Toxic Positivity

What is toxic positivity?

“Toxic positivity is the pressure to only display positive emotions, suppressing any negative emotions, feelings, reactions, or experiences. It invalidates human experience and can lead to trauma, isolation, and unhealthy coping mechanisms.” – BetterUp.com

Essentially what happens is that it begins in a well-meaning manner. Workplaces look to promote positivity and foster good working relationships… at the expense and exclusion of everything else. The hoorah of it all backfires as it leaves people feeling unsafe and far less connected. Why? You may ask. Because the rhetoric that comes along with this methodology of constructing values and framing work environments leaves no room for negative emotions – of any kind whatsoever.


So what happens when a team member isn’t keeping their deadlines on a project? Or does not understand something? They go to their leaders for guidance and safety to air their frustrations because a colleague is not completing the task needed for the project, or is sending mixed messages.

The result? Leaders in toxic positivity mindsets’ response is often the same: you shouldn’t talk crap about your colleague. You shouldn’t be negative. You should give people the benefit of the doubt. This narrative, as well-meaning as it may be, shift the blame of the problem from the employee slowing the project down or giving mixed message, so the employee frustrated while still completing their work and assigned duties. Ultimately driving a wedge between that employee and both the leader and the team. It is an unintended result of alienation.

Example

John is in a meeting with Jacob, Jen, and Jasmine. John doesn’t agree with Jasmine’s comments, and gets upset – interrupting, raising his voice, making unprofessional statements, and taking digs at Jasmine personally. This borders on verbal assault.

After the meeting, Jasmine notifies her leaders. They, at first, respond in kind and concern, giving her time to recollect herself. But then toxic positivity enters the chat…

Jasmine’s experience is followed by comments from leadership about “learning to work together” and “communicating with each other to create a positive work environment.”

Essentially, the situation changed from from someone causing harm, to a miscommunication.

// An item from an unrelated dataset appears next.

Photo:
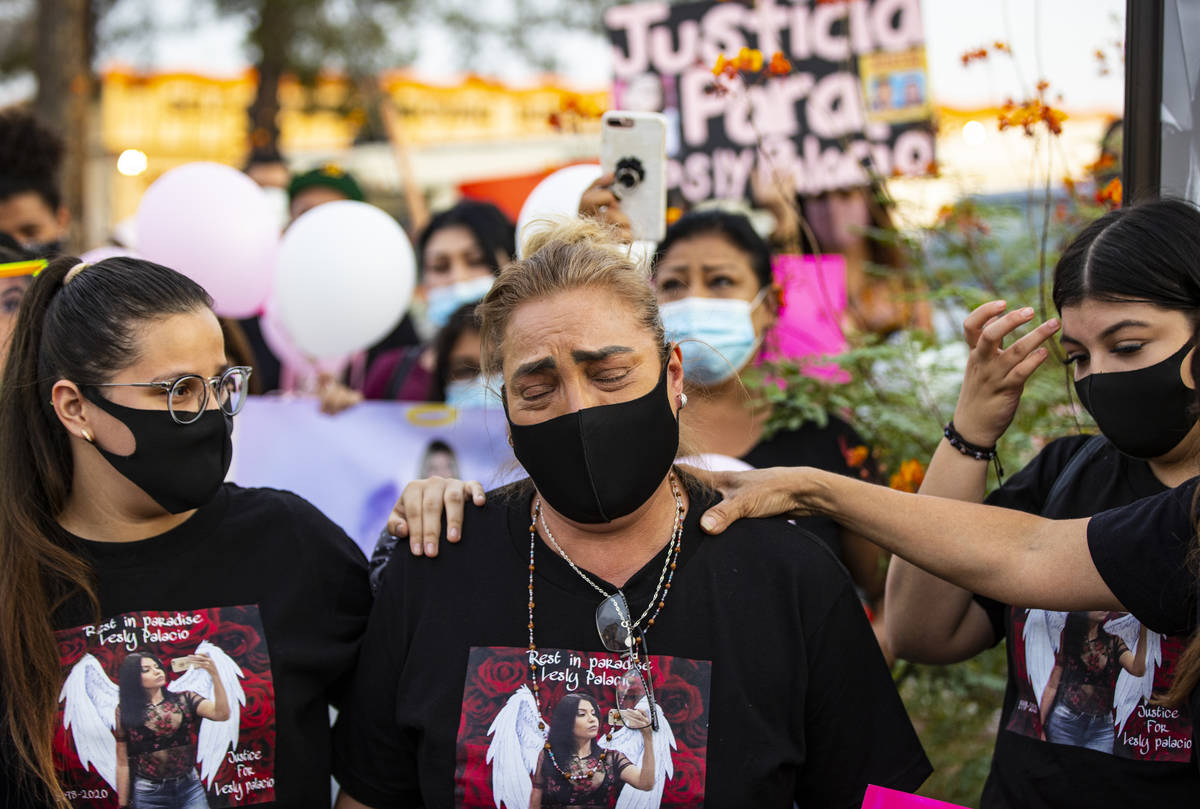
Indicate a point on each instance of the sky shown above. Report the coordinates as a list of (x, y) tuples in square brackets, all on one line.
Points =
[(1055, 40)]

Which sounds harmless enough until you realize that by shifting the narrative to a collective misunderstanding, Jasmine’s initial verbal assault is invalidated and the situation is turned into a group problem to fix.

This method of presenting the narrative to the group (qualified as such given that the group may not be privy to one-on-one coaching or disciplinary actions taken) takes away the message of personal accountability and presents the team with the result that a bad action by one person will result in blame to all.


Final Thoughts

I am growing increasingly concerned over the movement towards toxic positivity.

Treat people the way you want to be treated, and all about kindness and respect, are platitudes used too often but in practice fail to address any bad actors. This rhetoric is dangerous because it often invalidates any true emotions that somebody may be feeling simply on the grounds of perceived negativity. Well-meaning as it may be, positivity can become toxic, and we have to be considerate of accidentally fostering that sort of environment.